You are viewing a plain text version of this content. The canonical link for it is here.
Posted to dev@thrift.apache.org by Kevin Ballard <ke...@rapleaf.com> on 2008/06/03 03:03:37 UTC
Full specs for ruby libraries
I just finished speccing out the ruby Thrift libraries. It's available
at
http://github.com/kballard/thrift
Do note that this contains Kevin Clark's work on ruby lib namespacing,
taken to completion by me (and yes, this is reflected in the specs).
Also, as of this writing there are a couple failing specs, because I
included specs for a couple open issues on JIRA as well as one fixed
in Kevin Clark's repo.
Any comments/suggestions?
-Kevin Ballard
--
Kevin Ballard
kevin@rapleaf.com
Re: Full specs for ruby libraries
Posted by Kevin Clark <ke...@gmail.com>.
All that sounds fine.
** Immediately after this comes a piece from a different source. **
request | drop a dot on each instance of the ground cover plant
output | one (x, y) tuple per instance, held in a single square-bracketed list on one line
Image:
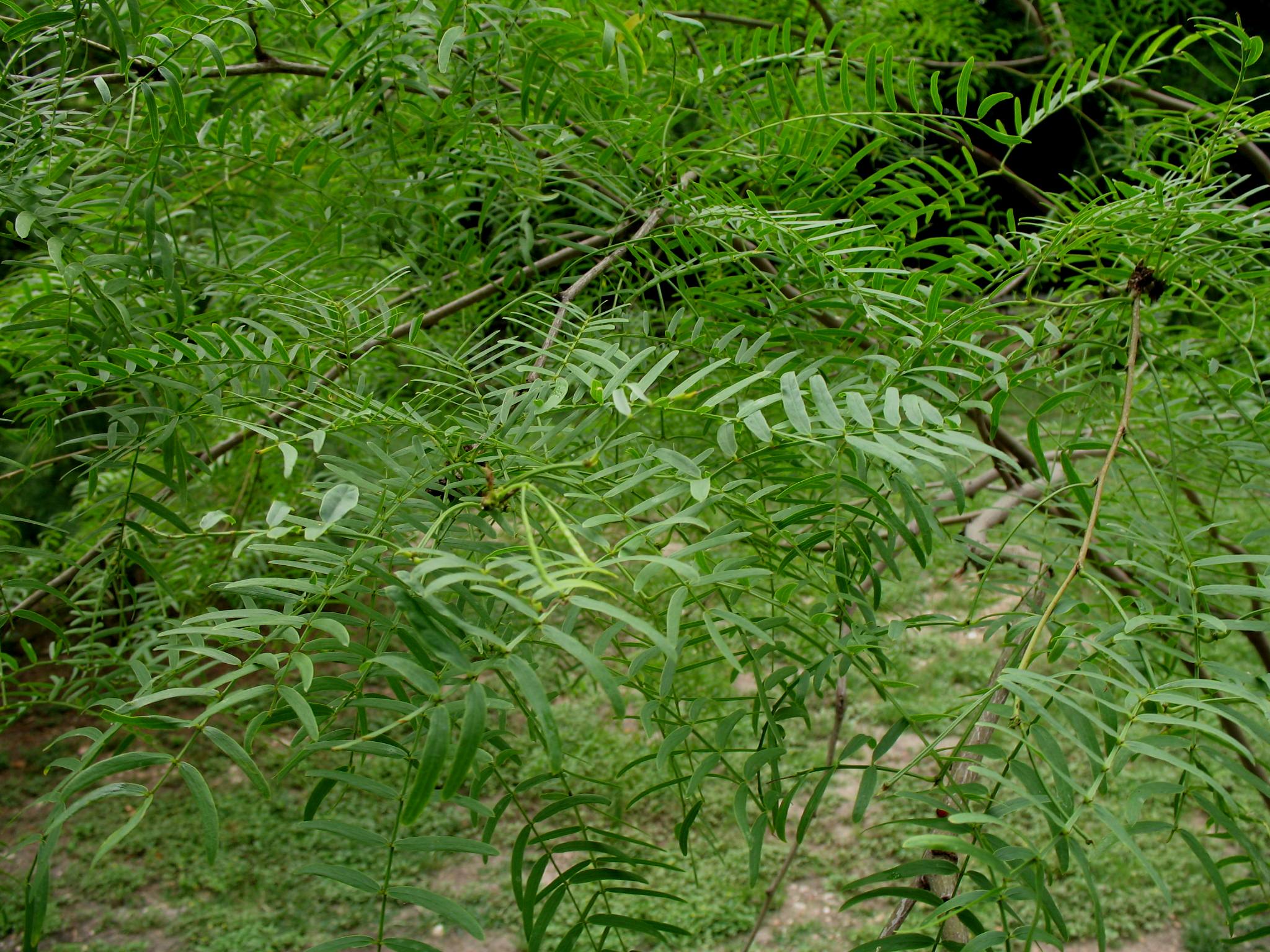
[(580, 477)]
I'm happy to commit as soon as the source is
into Apache's svn.
--
Kevin Clark
http://glu.ttono.us
Re: Full specs for ruby libraries
Posted by Kevin Ballard <ke...@rapleaf.com>.
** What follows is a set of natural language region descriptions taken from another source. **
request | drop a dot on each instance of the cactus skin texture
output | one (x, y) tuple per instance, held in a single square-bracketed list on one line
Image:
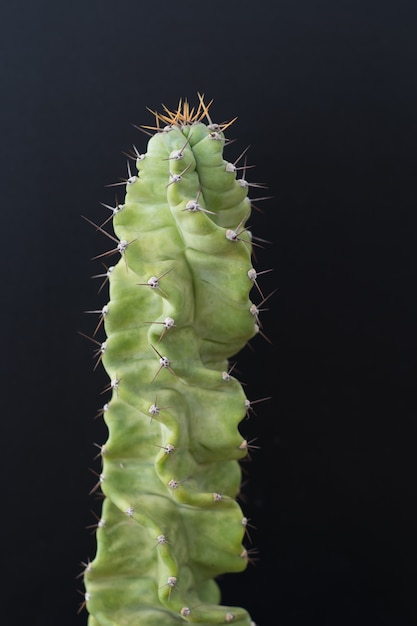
[(179, 308)]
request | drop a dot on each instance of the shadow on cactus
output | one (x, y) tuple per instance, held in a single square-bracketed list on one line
[(179, 309)]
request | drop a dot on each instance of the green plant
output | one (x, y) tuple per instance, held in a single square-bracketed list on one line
[(179, 310)]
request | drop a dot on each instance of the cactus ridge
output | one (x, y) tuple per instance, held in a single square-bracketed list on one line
[(179, 309)]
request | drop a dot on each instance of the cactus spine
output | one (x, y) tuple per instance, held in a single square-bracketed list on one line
[(178, 310)]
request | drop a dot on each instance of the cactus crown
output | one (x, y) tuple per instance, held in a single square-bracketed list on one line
[(178, 311)]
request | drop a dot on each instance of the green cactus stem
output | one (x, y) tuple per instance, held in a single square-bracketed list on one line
[(178, 311)]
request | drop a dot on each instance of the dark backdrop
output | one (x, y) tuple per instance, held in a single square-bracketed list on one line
[(326, 96)]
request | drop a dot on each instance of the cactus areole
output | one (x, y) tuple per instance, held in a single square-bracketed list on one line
[(179, 308)]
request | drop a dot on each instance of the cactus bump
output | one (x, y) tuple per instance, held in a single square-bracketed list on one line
[(179, 309)]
On Jun 4, 2008, at 11:22 AM, Kevin Clark wrote:
> On Mon, Jun 2, 2008 at 6:03 PM, Kevin Ballard <ke...@rapleaf.com>
> wrote:
>> Any comments/suggestions?
>
> First off, great work. This is a major improvement to the libraries.
> Here's my notes from reviewing the commits (through 713371df7f):
Thank you. I've responded below.
> For those playing along, you can view these by going to
> http://github.com/kballard/thrift/commits/COMMIT
>
> 7a1b95c8d886
> returns (lines 50, 31):
> The first item in the array (field name) isn't actually used/
> supplied currently
> May want to do the same in the tests for consistency.
> * I'm not really sure why it's returned at all. Legacy?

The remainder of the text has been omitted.